Dr Pamela Graham commits to building on Ghana Audit Service strengths rather than imposing change from outside

The newly sworn-in Auditor-General, Dr Pamela Graham, has committed to working alongside dedicated professionals within the Ghana Audit Service to strengthen existing systems and build on what already works, rather than imposing sweeping change from the outside.
Dr Graham made the commitment in her inaugural address at the Presidency, following her swearing-in as the first woman to hold the office of Auditor-General in the history of the Republic.
She said while she brought 25 years of private sector experience to the role, she was acutely aware that public service carried its own complexities, and that the path to a stronger institution lay in collaboration rather than unilateral transformation.
“It is imperative that I work hand in hand with all dedicated professionals within the service to strengthen what already exists, improve where necessary, and continue to build an institution that commands confidence and trust,” Dr Graham said.
She told colleagues in the Audit Service that the moment of her appointment belonged to all of them, and that the credibility of the institution would be shaped by their daily decisions, the rigour of their work, the standards they refused to compromise and the courage to insist on what was right even when it was inconvenient.

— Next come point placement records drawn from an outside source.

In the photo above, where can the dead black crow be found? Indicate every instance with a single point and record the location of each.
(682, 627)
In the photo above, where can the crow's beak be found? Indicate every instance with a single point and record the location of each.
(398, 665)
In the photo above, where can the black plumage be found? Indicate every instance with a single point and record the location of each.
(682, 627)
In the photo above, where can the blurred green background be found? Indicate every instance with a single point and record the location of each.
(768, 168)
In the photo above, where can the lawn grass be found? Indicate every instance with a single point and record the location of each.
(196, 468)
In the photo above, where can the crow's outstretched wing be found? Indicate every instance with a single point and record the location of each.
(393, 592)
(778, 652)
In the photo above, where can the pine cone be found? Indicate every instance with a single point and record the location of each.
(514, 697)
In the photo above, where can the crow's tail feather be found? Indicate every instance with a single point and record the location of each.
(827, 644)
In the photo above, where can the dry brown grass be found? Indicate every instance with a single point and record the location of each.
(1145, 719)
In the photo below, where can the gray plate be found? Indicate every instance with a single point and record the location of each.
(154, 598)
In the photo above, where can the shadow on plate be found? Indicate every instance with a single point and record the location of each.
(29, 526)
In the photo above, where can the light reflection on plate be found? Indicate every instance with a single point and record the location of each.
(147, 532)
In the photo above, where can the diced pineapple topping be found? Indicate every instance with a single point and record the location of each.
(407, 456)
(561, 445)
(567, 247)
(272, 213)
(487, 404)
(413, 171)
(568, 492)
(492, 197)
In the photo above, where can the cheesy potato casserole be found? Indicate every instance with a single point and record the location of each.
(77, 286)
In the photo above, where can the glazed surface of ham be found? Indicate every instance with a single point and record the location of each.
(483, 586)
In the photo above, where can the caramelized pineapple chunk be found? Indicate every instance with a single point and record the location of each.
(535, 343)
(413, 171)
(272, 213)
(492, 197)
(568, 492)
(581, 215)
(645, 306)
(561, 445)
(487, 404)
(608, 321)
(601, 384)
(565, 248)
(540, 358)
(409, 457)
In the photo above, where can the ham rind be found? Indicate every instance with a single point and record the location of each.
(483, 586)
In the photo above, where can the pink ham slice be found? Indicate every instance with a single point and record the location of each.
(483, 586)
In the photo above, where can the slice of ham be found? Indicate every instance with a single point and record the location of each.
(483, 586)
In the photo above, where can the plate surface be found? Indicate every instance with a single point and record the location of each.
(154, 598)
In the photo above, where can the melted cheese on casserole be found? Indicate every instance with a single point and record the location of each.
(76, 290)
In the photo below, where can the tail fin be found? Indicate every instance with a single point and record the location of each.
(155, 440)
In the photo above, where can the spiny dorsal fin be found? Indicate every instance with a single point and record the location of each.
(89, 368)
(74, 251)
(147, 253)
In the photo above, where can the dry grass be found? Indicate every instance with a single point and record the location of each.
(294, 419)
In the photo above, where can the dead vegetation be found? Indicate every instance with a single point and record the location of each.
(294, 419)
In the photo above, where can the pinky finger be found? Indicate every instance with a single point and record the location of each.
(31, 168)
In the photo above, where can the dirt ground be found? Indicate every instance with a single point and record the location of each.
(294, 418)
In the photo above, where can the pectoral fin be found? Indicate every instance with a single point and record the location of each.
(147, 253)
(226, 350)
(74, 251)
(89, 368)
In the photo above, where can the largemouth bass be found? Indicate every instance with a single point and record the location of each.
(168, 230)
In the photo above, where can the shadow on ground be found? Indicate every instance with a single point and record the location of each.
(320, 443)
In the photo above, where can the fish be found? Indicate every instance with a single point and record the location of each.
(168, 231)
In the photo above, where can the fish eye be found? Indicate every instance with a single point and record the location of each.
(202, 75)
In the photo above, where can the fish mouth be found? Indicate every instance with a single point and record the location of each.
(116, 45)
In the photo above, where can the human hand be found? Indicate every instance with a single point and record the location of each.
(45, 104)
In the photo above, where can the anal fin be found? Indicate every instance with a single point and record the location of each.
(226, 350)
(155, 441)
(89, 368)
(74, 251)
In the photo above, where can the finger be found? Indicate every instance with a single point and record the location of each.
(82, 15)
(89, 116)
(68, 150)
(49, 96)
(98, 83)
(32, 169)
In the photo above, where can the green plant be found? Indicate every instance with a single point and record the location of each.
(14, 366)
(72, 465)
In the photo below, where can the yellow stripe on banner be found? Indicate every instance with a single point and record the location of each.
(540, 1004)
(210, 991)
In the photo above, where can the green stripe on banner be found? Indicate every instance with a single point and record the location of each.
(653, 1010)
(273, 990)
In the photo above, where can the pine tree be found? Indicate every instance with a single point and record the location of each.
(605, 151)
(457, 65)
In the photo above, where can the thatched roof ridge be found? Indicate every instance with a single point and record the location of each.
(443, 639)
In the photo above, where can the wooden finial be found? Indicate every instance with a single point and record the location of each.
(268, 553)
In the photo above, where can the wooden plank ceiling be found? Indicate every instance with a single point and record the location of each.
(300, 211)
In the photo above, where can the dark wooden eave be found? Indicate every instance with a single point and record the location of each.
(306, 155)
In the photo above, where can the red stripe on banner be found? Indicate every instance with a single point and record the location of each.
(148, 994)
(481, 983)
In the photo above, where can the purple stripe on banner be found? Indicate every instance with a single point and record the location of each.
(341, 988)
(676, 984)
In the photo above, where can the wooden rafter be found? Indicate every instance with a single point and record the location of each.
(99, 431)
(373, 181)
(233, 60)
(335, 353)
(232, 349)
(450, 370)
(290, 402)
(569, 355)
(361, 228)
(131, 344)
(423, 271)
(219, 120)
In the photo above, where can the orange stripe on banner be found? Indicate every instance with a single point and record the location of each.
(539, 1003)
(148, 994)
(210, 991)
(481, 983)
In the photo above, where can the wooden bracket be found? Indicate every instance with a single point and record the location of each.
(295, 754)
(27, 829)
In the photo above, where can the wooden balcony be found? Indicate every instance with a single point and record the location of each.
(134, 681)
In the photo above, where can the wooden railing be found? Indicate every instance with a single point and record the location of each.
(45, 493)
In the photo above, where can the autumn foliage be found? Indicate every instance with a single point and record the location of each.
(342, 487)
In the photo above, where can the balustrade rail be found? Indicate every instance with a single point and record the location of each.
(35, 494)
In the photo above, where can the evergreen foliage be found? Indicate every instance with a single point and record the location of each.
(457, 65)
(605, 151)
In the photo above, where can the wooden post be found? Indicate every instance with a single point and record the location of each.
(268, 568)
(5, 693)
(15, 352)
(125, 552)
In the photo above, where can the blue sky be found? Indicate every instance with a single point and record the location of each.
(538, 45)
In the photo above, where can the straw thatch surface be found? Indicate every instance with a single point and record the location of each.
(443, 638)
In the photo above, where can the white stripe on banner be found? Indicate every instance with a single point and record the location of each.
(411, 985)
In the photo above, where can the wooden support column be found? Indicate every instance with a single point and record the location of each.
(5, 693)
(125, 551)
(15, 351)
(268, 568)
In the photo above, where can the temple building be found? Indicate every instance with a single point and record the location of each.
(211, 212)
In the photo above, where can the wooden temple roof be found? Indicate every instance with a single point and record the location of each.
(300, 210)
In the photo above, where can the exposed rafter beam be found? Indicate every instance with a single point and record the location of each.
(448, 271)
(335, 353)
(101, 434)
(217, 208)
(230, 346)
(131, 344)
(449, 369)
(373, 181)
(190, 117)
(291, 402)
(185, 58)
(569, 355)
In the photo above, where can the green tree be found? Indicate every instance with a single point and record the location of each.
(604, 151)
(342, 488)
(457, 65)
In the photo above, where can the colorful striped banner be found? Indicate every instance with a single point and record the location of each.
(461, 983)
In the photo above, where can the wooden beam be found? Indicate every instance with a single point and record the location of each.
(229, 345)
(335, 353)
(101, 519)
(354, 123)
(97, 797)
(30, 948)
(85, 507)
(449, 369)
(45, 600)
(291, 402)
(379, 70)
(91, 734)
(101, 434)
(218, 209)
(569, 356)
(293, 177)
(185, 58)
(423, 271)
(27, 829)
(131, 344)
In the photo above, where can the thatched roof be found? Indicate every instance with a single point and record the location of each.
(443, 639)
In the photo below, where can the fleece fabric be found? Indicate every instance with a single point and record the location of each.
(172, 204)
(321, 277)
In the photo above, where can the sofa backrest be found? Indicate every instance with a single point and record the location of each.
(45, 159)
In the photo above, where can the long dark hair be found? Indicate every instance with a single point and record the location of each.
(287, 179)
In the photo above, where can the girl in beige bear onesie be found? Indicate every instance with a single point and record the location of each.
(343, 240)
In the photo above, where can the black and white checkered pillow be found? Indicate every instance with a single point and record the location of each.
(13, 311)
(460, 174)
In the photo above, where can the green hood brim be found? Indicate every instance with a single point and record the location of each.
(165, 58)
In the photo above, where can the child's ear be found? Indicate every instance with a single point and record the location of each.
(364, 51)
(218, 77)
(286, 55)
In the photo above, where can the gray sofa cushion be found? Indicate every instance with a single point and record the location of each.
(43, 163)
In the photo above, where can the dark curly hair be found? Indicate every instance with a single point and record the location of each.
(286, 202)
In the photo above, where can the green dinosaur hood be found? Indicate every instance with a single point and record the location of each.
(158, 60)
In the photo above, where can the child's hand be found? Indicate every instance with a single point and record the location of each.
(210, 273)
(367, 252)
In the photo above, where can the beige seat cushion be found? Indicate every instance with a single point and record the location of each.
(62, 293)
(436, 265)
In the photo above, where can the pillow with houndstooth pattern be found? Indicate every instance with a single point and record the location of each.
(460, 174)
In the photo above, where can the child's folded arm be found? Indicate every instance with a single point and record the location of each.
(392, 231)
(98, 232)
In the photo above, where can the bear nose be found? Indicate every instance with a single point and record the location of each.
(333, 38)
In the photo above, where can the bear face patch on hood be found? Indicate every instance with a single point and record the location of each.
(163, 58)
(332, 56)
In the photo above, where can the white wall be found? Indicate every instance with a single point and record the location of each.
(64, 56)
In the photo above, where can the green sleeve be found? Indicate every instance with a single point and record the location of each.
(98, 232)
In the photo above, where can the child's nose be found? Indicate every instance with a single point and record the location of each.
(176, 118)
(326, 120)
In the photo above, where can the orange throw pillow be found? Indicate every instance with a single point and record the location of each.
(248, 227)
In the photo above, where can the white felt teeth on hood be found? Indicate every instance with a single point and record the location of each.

Dr Graham said she was coming into the role with a fresh perspective grounded in professional rigour, global standards and a strong culture of performance and results, and that she saw her appointment as an opportunity to bring that discipline into the public financial management space without losing sight of the institutional knowledge and dedication already present within the service.
She drew on her two decades of managing various engagements under the Office of the Auditor-General to acknowledge that she was not arriving without context, saying she understood the terrain and intended to use that understanding to guide the changes she believed were necessary.
Dr Graham warned that errors in public financial records were truly harmful, citing a recent IMANI Africa policy brief titled The Integrity of the Public Ledger and the Cost of Error, which she said reminded the country that inaccuracies in the public ledger shaped decisions, influenced priorities and could quietly undermine the systems citizens relied on.
“When the public ledger loses its integrity, the nation pays a price, not only in financial terms, but in trust,” she said.
She welcomed the establishment of dedicated high courts to handle infractions arising from the Auditor-General’s report, describing it as a step in the right direction and saying that accountability had to be enforced in a timely and credible manner, because when findings were not acted upon, the system weakened further.
Dr Graham closed her address with a direct commitment to the President and the people of Ghana, pledging to protect the integrity of the public space, strengthen confidence in institutions and contribute in a practical and measurable way to restoring trust in the systems that served the nation.
“I will serve with diligence, with fairness, and with integrity,” she said.